The Financial Action Task Force (FATF), the intergovernmental watchdog targeting money laundering and terrorist financing, has called for stronger protections in the digital assets space, where it says regulatory failures could have dire consequences for the global financial system.
In its sixth targeted update for virtual assets and their service providers, FATF assessed jurisdictions’ compliance with its recommendations regarding anti-money laundering and counter-terrorist financing measures.
It found that, globally, jurisdictions have made progress towards developing or implementing regulation and improving enforcement, but there are still important areas for improvement – particularly in licensing and registration of service providers.

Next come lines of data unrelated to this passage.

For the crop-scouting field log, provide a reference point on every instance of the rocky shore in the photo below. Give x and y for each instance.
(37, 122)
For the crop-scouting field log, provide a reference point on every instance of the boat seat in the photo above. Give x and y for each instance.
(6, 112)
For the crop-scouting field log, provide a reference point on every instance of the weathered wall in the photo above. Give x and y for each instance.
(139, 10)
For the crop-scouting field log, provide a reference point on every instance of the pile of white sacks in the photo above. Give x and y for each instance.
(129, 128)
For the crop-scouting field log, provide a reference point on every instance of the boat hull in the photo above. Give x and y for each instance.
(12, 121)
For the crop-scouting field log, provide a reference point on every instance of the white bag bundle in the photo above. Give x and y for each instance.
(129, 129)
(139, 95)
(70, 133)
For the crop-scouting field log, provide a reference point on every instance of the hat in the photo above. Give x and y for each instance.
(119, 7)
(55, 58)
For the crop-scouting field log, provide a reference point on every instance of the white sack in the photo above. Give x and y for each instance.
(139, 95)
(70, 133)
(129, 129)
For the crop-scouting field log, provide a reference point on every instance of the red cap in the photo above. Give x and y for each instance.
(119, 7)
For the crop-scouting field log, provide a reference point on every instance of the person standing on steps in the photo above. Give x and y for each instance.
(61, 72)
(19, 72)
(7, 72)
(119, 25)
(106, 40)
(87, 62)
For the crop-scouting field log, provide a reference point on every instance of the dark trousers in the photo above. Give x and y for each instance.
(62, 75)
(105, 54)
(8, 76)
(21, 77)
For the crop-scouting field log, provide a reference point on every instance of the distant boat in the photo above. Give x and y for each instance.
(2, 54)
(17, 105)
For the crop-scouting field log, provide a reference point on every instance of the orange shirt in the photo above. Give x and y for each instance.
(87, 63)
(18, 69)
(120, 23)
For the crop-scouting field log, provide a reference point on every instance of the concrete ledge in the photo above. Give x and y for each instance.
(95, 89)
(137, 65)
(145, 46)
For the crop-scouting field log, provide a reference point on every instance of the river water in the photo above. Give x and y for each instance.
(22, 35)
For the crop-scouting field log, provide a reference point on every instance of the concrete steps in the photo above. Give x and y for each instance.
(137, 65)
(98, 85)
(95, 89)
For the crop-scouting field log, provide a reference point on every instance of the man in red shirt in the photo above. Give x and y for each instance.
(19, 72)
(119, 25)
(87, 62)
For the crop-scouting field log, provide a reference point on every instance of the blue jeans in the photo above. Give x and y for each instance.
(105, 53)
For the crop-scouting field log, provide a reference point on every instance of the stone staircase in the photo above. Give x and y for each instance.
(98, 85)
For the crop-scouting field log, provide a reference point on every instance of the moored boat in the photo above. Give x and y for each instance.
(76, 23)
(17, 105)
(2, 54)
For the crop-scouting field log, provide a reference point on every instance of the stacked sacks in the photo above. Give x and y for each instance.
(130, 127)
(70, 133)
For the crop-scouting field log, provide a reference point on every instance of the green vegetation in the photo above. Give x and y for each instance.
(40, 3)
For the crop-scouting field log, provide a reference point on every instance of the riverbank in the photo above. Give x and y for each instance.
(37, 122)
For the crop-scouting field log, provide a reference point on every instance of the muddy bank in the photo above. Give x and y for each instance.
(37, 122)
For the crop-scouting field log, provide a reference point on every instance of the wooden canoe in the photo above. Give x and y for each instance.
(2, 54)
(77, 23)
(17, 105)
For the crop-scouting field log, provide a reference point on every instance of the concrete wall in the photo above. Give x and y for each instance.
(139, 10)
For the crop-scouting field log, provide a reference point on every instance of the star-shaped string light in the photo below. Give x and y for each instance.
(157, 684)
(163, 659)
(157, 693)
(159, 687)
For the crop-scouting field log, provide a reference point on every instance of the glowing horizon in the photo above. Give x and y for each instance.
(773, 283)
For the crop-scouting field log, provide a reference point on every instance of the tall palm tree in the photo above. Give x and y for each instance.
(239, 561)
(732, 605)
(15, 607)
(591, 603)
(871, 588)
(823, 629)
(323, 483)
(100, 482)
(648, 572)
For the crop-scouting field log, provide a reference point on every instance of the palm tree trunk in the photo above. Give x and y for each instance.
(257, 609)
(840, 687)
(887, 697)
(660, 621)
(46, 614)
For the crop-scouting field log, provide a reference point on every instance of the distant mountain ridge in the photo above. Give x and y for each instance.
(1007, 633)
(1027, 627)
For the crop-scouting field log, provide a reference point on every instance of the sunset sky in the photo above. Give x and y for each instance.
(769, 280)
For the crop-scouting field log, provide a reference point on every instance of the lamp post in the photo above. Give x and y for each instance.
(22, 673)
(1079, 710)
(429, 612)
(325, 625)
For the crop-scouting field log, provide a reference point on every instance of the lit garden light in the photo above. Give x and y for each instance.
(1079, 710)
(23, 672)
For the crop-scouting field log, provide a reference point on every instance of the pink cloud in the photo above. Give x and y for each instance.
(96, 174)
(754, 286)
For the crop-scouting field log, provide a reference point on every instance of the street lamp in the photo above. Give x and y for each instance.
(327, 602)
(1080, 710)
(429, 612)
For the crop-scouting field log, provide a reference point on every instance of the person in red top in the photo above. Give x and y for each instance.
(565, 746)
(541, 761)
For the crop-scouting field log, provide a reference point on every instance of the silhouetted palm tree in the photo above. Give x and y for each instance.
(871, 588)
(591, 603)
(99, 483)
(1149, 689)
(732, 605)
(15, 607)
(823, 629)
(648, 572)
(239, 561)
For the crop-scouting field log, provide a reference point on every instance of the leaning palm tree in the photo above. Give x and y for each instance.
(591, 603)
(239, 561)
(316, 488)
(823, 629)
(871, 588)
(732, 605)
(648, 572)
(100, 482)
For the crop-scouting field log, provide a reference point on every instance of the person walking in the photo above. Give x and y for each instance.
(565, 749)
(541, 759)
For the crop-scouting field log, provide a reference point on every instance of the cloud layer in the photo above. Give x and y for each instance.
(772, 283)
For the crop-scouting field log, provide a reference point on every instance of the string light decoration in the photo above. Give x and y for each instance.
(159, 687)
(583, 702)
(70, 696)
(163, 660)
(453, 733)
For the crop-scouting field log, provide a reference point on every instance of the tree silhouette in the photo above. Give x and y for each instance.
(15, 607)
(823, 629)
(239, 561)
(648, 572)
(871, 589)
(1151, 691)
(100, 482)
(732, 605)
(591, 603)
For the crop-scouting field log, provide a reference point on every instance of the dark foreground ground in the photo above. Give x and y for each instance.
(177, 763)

“With virtual assets inherently borderless, regulatory failures in one jurisdiction can have global consequences,” the watchdog said.

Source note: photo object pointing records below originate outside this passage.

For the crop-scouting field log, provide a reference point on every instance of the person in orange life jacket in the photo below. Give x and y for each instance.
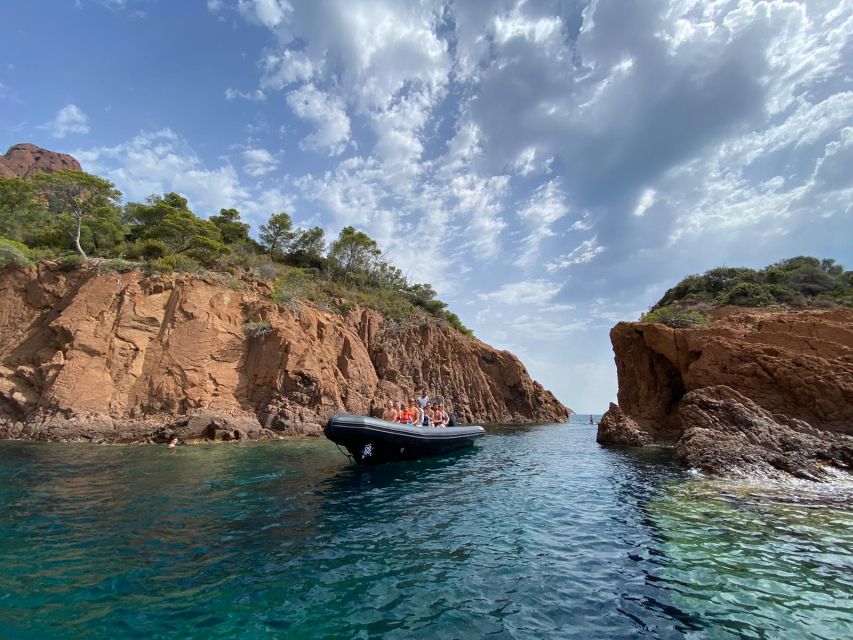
(427, 419)
(390, 412)
(439, 418)
(398, 407)
(424, 399)
(417, 412)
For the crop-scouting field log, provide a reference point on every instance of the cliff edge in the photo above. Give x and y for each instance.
(26, 160)
(124, 357)
(755, 392)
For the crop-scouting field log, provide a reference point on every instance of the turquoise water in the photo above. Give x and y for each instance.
(535, 533)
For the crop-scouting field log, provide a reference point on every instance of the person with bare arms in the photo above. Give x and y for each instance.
(390, 413)
(439, 418)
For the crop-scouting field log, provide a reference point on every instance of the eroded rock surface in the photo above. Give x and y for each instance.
(26, 160)
(126, 357)
(755, 391)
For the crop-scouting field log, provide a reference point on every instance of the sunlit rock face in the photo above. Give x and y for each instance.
(26, 160)
(115, 357)
(755, 391)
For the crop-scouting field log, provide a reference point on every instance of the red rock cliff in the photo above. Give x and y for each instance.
(742, 393)
(26, 160)
(116, 356)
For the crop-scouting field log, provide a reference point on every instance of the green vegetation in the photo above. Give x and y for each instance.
(797, 283)
(257, 329)
(73, 217)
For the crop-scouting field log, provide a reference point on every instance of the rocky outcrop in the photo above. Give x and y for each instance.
(617, 428)
(26, 160)
(128, 357)
(755, 391)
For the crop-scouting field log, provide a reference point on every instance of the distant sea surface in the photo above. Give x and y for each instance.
(537, 532)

While stablecoin use among legitimate actors is gathering pace, FATF found their use has increased, too, among illicit actors such as terrorist financiers, drug traffickers and even the Democratic People’s Republic of Korea.
In fact, the Democratic People’s Republic of Korea carried out the largest virtual asset theft in history earlier this year, FATF said, stealing $1.46bn from the service provider ByBit with only 3.8% of the stolen funds having been recovered. In 2024, some $51bn in illicit on-chain activity related to fraud and scams, the watchdog added.
“Most on-chain illicit activity now involves stablecoins. Mass adoption … could amplify illicit finance risks,” the report, which was published on Thursday, said.
However, FATF also found areas where protections had improved. It said 99 jurisdictions have passed or are in the process of passing a Travel Rule, meaning legislation that aims to ensure transparency of information around cross-border payments.